At the start of the Mexican–American War in 1846, citizens of the United States were ordered to evacuate Tampico. Franklin Chase signed his property over to Anna to prevent its confiscation by Mexican authorities. He left Tampico in June of that year and she stayed to manage the business, exempt from the evacuation order due to her status as a subject of the United Kingdom. Chase spied on troop movements and collected information on the defenses of the city which she passed along to the United States Navy via British sailors.

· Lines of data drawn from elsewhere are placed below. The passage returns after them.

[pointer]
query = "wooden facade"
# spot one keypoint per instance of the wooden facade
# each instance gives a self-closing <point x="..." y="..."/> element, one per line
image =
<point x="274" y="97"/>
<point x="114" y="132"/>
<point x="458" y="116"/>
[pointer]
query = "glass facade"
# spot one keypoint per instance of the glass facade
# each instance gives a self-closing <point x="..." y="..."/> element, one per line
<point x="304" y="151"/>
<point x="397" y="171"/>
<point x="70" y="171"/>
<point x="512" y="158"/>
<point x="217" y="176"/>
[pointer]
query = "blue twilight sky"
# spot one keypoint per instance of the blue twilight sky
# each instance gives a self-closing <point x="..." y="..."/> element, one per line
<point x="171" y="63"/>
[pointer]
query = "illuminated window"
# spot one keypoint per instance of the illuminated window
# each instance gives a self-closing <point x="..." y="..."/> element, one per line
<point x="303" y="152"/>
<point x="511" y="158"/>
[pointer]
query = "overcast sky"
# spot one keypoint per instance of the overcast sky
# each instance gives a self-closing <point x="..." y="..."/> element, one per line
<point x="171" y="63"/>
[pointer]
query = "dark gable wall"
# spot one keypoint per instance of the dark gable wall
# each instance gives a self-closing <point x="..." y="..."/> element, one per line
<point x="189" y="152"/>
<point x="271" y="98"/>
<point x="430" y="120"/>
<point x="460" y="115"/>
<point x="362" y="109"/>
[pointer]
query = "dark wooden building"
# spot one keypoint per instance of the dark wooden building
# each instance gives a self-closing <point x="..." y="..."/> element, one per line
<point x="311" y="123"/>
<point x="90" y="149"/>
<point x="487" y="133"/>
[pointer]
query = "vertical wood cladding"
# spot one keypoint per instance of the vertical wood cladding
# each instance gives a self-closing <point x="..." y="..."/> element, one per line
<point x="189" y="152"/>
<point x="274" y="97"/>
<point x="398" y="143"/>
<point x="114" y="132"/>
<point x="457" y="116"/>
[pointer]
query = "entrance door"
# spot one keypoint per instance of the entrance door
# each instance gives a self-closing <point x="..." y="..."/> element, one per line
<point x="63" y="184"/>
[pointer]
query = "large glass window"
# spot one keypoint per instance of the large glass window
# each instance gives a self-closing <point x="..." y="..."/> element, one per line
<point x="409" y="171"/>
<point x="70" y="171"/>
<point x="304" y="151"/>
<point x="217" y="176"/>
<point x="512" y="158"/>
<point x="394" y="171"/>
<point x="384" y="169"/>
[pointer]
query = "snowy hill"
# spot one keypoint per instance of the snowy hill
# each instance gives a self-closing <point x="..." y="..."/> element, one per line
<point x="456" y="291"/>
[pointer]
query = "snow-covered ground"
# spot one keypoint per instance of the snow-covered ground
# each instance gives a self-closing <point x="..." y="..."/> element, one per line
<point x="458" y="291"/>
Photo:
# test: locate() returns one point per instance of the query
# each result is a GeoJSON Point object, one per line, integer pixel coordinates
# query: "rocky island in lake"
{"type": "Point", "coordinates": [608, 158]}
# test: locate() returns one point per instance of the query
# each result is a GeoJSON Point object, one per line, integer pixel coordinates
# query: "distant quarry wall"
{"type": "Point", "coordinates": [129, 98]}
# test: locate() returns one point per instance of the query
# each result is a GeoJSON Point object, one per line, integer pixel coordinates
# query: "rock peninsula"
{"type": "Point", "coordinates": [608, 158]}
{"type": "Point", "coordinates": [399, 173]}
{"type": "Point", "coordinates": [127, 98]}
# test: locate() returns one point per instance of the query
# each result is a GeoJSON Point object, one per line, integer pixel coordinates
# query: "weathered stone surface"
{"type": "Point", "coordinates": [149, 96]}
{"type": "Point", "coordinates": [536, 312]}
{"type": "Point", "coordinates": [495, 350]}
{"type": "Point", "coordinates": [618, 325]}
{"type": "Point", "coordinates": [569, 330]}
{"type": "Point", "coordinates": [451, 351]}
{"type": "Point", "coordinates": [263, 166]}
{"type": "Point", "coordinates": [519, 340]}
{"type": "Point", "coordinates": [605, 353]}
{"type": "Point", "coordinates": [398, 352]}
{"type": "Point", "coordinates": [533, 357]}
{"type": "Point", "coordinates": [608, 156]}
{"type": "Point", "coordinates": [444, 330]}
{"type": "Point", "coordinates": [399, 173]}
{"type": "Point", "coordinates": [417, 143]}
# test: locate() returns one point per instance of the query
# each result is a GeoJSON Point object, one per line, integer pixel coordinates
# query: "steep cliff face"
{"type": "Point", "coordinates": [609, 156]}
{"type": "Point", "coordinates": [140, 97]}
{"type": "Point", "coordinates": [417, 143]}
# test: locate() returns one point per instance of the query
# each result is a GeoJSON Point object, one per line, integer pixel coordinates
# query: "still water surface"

Chase also provided disinformation about U.S. troop strength. Possibly upon learning of Chase's troop estimates, the withdrawal from Tampico of Mexican defense forces was ordered by Antonio López de Santa Anna. Anastasio Parrodi led his troops out of the city in late October 1846. U.S. Navy commodore David Conner, who led the Home Squadron during the war, did not sail for Tampico until after receiving a communiqué from Chase in early November informing him of the withdrawal of the defense forces. Tampico was captured on November 14, 1846. After learning that the U.S. forces had arrived in Tampico, Chase hoisted a U.S. flag over her house. The fortifications of the invading forces were named Fort Ann, after her. For her deeds, she became known as the "Heroine of Tampico".

==Death==
Chase died of cancer on December 24, 1874, in Brooklyn, New York. The University of Texas at Arlington holds the Chase Family Papers in its Special Collections.